AMESBURY — An Amesbury Innovation High School student spent nearly a week this summer learning the ropes on a 131-foot schooner.

Junior Ian McKenzie found himself manning the Ocean Passages schooner Harvey Gamage for five days along with about 20 fellow student sailors.

“We had two kids from Brooklyn and two kids from Queens,” McKenzie said. “The first day was kind of awkward, we didn’t know each other. But by the second day, we figured, ‘We’re going to be stuck on this boat together for a week, let’s try to get along.’”

The Seafaring and Sail Training for Teens program was the brainchild of Graham McKay, executive director and master boatbuilder for Lowell’s Boat Shop.

McKay’s boat shop, a National Historic Landmark, worked in collaboration with Ocean Passages, Maritime Gloucester and Tall Ships Maine to make the five-day passage from Gloucester to Portland, Maine, a reality for the young sailors.

McKenzie was able to join the voyage courtesy of a $1,100 scholarship from local donor Sandra Johnson.

Although McKenzie took part in a day-sailing camp at Lake Gardner a few years ago, this summer marked his first experience aboard a vessel as impressive as the Harvey Gamage.

The students learned seamanship, sail handling and leadership from a professional crew.

“We were split into three groups and there were three watches,” McKenzie said.

Each watch was assigned to a specific chore each morning, from polishing brass, toilet detail or McKenzie’s favorite — washing the decks.

“You had a firehose that took about two people to man it,” he said. “They would walk around, spraying the firehose on the deck and people would come behind them with scrubbers.”

The 16-year-old called the trip magnificent.

“We rigged the sales, steered the boat,” he said. “When the sails are full and it is nothing but water, I’ve got to be completely honest with you, it is amazing. But I was sure I was going to go overboard.”

The weather during the trip was excellent, and the crew ran into a local lobsterman who gave them a decent payload, according to McKenzie.

“I had my first lobster on this trip,” McKenzie said. “It also reinforced that I love being on the water. I love the smell of it. I like being out there and I don’t get seasick very easily. There’s just something about being on the water that brings out the best in me.”

Amesbury Innovation High School Principal Eryn Maguire said she noticed a new maturity in Mackenzie when he returned to school in August.

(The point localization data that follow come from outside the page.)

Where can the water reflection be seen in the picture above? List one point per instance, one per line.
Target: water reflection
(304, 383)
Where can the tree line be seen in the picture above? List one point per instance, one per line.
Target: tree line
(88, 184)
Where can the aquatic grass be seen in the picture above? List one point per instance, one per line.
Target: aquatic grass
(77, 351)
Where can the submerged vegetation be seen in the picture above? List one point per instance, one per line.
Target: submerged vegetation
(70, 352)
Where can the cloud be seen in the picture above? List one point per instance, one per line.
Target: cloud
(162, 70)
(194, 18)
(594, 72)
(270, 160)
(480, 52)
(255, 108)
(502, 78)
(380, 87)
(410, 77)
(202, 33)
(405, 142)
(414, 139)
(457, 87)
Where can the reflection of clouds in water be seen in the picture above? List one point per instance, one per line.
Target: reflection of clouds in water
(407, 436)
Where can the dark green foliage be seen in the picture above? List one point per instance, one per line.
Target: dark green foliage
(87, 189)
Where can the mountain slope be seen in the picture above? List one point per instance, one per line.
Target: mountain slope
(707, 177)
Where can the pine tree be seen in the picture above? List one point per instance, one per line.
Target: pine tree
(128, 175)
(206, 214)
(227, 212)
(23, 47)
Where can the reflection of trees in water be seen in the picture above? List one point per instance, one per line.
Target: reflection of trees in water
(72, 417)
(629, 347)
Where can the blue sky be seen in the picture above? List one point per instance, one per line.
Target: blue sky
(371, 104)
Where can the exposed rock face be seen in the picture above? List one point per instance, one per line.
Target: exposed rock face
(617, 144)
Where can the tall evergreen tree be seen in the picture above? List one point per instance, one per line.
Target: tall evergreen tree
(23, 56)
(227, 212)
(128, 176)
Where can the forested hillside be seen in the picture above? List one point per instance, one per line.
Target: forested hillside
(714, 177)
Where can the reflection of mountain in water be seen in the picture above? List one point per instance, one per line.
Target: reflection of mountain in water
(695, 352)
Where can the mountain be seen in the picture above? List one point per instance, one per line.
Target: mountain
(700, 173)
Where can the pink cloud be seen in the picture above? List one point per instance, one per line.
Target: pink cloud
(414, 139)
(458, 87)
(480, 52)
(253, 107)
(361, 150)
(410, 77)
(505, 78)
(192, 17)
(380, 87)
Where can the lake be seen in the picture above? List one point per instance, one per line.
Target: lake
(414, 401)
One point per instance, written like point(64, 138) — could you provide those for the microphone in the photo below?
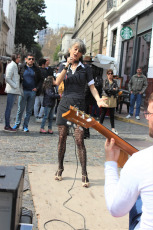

“He has grown up quite a bit over the past summer,” she said. “He was out there by himself without any support from his family, or us or anyone. He made the best of it and had a wonderful time.”

McKay was captain of the Harvey Gamage for the voyage and said he wanted to give the students a chance to experience something he did in his youth.

“It really harkens back to when the Spirit of Massachusetts used to come to Newburyport in the late ‘80s or early ‘90s,” McKay said. “They would run weeklong summer programs and that is how I got started. I was basically trying to re-create that for kids now.”

McKay said McKenzie seemed to have the right stuff to stay on the water.

“The most important thing that makes a sailor is their ability to get along with everybody else in a harmonious living situation, which he certainly did,” McKay said. “He brought a lot of color and flavor to the whole crew. That is really what makes the best sailors.”

Although the trip lasted a little less than a week, McKay said he hopes to see it run for two weeks next year.